# Apisto Borellii Wigglers



## archangelvk (Feb 15, 2016)

So I bought a pair of Apisto Borellii for my 23G tank. The ONLY other inhabitants are 2 broze cories, 6 red cherry shrimp and 3 Amano Shrimp. Upon receiving the Apisto's They got ich so I jacked up the heat to 32C/89F. They started getting better and nothing in the tank died. Not only did the Apisto's get better but the female laid eggs in the cave. 2 Days later the eggs hatched and I had around 20 Wigglers. The following two days I noticed that the wigglers started shrinking in numbers and today all of them were gone. Eaten by their mother I suppose. Now its her first batch of eggs and I was just wondering if its common for the mother to eat her first batch of wigglers? or did they die of the hot temperature?
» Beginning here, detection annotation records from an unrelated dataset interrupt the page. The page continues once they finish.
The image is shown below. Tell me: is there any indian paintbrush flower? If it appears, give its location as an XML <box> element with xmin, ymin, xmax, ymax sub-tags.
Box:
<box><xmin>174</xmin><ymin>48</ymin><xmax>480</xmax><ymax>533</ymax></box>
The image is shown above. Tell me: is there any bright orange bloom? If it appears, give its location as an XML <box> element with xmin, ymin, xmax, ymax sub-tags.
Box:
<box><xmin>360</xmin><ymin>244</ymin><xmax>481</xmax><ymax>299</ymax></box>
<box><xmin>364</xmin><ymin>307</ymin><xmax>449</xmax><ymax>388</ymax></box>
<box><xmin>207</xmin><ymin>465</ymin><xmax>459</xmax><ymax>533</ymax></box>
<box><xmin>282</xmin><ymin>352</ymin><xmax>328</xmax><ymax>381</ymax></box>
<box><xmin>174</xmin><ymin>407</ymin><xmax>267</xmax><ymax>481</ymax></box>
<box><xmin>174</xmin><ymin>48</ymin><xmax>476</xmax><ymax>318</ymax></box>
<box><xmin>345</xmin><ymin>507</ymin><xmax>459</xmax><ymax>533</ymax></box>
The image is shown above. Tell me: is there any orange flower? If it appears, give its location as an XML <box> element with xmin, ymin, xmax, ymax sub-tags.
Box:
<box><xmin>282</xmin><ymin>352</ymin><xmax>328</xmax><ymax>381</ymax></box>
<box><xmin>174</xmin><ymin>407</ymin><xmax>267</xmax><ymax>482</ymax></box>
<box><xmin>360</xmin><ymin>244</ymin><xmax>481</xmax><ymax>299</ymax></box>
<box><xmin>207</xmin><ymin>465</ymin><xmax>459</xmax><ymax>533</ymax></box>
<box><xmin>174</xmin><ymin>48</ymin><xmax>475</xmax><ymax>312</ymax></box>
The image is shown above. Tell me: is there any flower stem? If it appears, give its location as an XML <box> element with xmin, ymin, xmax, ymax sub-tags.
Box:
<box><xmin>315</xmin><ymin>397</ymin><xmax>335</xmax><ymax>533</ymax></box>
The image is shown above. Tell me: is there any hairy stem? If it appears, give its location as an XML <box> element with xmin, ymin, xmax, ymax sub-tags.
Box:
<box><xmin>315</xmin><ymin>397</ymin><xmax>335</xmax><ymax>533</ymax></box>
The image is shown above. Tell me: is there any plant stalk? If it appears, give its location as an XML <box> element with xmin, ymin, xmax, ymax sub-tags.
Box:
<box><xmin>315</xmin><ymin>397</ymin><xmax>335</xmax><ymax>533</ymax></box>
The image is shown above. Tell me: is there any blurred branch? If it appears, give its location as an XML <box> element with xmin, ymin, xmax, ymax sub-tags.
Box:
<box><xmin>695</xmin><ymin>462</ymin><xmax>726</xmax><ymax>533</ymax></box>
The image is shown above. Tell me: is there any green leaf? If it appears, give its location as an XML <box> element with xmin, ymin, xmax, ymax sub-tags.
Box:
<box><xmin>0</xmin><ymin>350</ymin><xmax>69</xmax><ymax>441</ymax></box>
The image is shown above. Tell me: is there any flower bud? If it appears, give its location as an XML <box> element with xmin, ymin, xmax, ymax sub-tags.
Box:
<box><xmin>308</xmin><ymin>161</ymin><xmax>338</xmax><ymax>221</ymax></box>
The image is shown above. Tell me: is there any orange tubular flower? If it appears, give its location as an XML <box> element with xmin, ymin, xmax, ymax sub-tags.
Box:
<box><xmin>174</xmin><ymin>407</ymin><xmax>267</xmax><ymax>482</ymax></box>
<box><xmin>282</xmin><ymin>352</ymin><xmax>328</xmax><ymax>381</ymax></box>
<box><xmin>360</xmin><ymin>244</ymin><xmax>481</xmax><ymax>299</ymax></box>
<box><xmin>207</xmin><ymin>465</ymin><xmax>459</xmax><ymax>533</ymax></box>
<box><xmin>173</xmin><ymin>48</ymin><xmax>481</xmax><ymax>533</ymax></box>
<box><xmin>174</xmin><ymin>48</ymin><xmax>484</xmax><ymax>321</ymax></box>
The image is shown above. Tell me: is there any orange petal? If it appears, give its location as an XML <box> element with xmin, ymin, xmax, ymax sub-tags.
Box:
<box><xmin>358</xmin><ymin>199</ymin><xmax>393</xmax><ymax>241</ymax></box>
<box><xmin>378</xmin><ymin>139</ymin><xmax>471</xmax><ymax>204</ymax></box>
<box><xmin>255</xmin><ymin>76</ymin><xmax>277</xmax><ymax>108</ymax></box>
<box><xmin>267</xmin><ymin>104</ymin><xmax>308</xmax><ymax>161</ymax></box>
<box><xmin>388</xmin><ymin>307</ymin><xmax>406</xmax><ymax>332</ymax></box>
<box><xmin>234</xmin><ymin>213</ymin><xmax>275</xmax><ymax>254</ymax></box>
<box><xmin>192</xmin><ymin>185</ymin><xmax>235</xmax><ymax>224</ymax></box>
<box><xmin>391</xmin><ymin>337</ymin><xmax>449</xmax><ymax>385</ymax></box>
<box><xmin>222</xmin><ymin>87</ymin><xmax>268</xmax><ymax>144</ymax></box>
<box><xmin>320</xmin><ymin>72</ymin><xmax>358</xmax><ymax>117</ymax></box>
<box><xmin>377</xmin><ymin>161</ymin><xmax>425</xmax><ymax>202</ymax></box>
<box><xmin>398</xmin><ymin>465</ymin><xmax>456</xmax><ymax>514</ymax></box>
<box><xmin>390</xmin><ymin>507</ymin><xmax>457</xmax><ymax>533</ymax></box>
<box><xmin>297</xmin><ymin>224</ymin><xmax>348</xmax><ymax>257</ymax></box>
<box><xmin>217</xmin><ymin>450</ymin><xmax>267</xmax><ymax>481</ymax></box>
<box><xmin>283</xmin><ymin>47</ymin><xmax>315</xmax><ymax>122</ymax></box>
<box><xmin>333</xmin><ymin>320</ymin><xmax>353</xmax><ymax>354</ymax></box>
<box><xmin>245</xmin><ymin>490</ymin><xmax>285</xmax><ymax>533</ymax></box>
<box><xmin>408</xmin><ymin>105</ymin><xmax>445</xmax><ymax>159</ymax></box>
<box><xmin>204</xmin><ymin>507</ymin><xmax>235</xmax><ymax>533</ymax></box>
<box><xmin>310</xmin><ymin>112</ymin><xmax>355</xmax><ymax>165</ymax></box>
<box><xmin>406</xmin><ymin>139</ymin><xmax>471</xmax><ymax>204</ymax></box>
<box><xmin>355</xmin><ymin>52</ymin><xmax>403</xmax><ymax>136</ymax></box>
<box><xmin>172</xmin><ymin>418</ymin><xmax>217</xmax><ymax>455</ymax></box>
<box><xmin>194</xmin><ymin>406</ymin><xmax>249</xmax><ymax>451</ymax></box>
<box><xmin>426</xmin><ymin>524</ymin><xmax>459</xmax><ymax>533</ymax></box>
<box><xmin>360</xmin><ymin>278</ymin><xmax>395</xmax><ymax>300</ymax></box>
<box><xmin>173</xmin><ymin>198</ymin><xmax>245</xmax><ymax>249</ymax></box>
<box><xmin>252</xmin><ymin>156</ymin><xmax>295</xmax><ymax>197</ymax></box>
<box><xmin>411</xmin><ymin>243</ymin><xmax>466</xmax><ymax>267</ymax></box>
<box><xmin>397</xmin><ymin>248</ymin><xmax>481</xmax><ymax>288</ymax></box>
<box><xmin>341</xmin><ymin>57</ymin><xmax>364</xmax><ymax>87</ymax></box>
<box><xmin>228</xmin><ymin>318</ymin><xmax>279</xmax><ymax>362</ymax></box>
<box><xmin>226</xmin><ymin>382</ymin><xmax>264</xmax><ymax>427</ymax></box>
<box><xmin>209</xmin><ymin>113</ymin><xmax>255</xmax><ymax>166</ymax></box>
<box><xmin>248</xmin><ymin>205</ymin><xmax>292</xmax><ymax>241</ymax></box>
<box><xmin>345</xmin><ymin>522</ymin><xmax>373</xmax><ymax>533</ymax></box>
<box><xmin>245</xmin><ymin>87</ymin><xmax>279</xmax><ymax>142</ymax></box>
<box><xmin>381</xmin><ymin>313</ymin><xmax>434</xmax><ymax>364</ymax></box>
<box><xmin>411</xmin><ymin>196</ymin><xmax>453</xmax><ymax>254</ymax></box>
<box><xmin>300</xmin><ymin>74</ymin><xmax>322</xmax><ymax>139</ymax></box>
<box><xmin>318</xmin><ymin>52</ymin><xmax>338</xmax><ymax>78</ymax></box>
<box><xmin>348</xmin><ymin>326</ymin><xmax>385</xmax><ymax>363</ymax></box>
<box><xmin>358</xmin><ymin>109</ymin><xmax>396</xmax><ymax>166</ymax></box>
I never reduced the heat cuz I thought, if they were going to spawn and hatch at that heat, why change anything? Im pretty bummed about them all dying any clues as to why they did? BTW I didnt use chemicals to destroy the ich once I saw that there were eggs.


----------



## kem (Oct 19, 2015)

It's hard to give a definitive answer. On one hand, it's very common for Apistos to eat their first batches of eggs/fry, as the parents are still learning. On the other hand, the temperature is quite high for A. Borellii, as the ideal temparutre for them is 20-26C. Higher temperatures reduce the level of oxygen in the water, and also speed up the fish metabolism, making them age (and die) faster.

My advice is to gradually reduce the temperature to more suitable levels once you are sure the ich is gone, and do not fret too much about them eating their first batches of fry. They will figure it out in due time.


----------